The answer depends on a number of factors because a furnace is just one part of a larger system that can include ductwork, vent or chimney, thermostat, and other options. Here are some of the major things to consider when estimating your new furnace cost.
The Furnace and Thermostat
There are many options for the furnace itself. These include staged heating (electrical coils heat up progressively), modulating heat (variable gas valve and fan speed work together to provide consistent heat), and electronic high-efficiency motors. As you might guess, prices vary with the options, ranging from lower to upper hundreds.
Replacing your furnace will often mean replacing your thermostat, as well. And again, there are many choices available. The options range from basic models to digital color screens or Wi-Fi control through an app. Basic thermostats are minimal in cost, but depending on how sophisticated a thermostat you choose, you can end up adding several hundred dollars to the project.
A new furnace can also mean new ductwork, due to size differences between the old and new. Some new ductwork may also be needed if you want to upgrade the filter. Costs of adjusting the ductwork are generally not very expensive, but they can still add up.
If you’re considering adding or upgrading AC, it’s best to do that and the furnace installation at the same time. Not only is it more convenient for the installation itself, but it will save you money in the long run. Of course, AC will add considerably to the overall cost. Depending on the unit(s) you select, it could even double the cost of the entire project. So this is a consideration that may take some extra thought and planning.
Vent or Chimney
Depending on whether you are replacing “like for like” or upgrading, the vent or chimney can add a significant cost. And there are some restrictions. For example, older metal chimneys on 80% efficient furnaces are not compatible with the new high efficiency 90+% units. While the costs here can be in the hundreds, the longer term gain of 10 – 17% energy efficiency can be well worth the up-front investment.

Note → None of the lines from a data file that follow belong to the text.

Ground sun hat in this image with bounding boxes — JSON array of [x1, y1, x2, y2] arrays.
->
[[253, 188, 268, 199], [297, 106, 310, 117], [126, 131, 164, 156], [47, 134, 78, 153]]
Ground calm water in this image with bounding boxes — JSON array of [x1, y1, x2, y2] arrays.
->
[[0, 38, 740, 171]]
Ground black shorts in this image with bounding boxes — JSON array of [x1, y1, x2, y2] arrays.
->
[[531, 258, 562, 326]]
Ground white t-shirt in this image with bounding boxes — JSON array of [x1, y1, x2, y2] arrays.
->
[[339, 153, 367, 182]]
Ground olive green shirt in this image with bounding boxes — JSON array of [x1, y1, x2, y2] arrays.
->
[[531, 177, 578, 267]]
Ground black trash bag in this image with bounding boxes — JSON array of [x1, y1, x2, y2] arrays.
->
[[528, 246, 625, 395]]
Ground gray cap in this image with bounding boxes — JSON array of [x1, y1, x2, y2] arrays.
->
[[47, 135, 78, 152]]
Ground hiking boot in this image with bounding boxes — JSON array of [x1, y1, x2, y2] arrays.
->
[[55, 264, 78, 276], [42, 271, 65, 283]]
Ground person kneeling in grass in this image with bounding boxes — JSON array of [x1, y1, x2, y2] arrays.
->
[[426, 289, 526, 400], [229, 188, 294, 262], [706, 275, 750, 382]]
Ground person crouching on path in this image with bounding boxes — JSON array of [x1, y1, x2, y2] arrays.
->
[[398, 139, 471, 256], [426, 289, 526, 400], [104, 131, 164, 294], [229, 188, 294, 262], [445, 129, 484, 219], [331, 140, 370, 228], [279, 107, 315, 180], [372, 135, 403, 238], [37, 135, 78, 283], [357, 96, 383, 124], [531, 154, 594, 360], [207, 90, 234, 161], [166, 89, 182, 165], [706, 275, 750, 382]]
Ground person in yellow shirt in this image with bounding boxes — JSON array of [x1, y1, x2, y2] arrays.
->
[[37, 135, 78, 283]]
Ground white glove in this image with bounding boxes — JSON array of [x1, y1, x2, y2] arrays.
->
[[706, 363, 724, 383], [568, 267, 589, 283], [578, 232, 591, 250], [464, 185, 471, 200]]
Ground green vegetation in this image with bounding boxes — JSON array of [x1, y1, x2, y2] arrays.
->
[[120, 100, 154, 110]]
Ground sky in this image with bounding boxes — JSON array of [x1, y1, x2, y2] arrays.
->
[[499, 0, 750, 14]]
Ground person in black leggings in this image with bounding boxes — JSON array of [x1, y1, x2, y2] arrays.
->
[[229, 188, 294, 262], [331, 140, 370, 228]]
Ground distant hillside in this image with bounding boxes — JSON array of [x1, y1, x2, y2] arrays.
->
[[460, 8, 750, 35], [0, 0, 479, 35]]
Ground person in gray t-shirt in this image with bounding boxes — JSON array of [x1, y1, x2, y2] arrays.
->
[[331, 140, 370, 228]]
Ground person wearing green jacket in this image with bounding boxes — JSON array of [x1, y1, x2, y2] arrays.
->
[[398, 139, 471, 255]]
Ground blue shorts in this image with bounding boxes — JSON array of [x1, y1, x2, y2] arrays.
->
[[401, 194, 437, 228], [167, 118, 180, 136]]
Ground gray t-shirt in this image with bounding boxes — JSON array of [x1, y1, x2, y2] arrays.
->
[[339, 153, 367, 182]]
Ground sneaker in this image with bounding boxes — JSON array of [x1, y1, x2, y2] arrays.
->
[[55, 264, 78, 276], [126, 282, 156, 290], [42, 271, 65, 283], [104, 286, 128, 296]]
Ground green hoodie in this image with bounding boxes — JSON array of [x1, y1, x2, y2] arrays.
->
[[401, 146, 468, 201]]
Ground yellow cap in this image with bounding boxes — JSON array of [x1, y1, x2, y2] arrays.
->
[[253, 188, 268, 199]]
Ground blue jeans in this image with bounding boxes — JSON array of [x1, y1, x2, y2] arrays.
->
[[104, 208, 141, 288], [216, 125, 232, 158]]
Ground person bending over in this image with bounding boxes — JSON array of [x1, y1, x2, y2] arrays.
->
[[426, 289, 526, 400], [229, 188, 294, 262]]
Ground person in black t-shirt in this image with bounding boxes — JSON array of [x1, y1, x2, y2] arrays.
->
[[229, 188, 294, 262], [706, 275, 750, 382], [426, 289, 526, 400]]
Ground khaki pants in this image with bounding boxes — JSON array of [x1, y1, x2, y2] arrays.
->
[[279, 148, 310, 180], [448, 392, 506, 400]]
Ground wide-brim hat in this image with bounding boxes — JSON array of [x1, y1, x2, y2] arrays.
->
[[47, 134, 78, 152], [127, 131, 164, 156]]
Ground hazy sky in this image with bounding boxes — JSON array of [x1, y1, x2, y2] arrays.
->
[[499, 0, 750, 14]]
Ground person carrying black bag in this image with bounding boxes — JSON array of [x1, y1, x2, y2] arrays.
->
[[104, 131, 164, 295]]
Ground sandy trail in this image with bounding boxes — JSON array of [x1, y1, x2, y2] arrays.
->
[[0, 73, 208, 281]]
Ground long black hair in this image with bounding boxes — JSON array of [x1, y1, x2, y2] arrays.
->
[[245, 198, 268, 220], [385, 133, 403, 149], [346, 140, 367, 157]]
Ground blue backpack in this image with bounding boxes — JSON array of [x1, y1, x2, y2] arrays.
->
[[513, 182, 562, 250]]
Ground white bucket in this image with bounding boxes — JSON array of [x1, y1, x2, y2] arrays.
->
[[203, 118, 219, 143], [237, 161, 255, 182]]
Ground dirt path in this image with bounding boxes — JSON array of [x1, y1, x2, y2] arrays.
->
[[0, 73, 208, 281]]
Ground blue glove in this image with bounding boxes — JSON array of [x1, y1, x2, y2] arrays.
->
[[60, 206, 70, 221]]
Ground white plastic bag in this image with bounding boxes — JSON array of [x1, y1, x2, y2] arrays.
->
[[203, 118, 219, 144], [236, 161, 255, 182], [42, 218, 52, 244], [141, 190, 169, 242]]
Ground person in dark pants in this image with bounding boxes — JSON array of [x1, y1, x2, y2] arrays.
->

Indoor Air Quality Options
Again, there are many options to consider here, such as a whole house humidifier or dehumidifier, high-efficiency filters, or a high-end air purifier. These will all require some minor ductwork. Another great option for keeping the air fresh in your home is a heat recovery ventilator (HRV). The installation cost of an HRV is significant and will include some ductwork, as well. However, these units last 20-30 years, and — as the name implies — recover heat that would normally be lost with conventional ventilation. As with a new furnace, an HRV is a long-term investment in your home — as well as an investment in your family’s health and comfort.
Installation and Other Costs
In addition to the actual installation costs, there will be related costs including permit fees and the cost of recycling the old furnace and equipment. It’s best to have a thorough conversation with your heating professional to make a final determination of the costs and avoid any last minute surprises.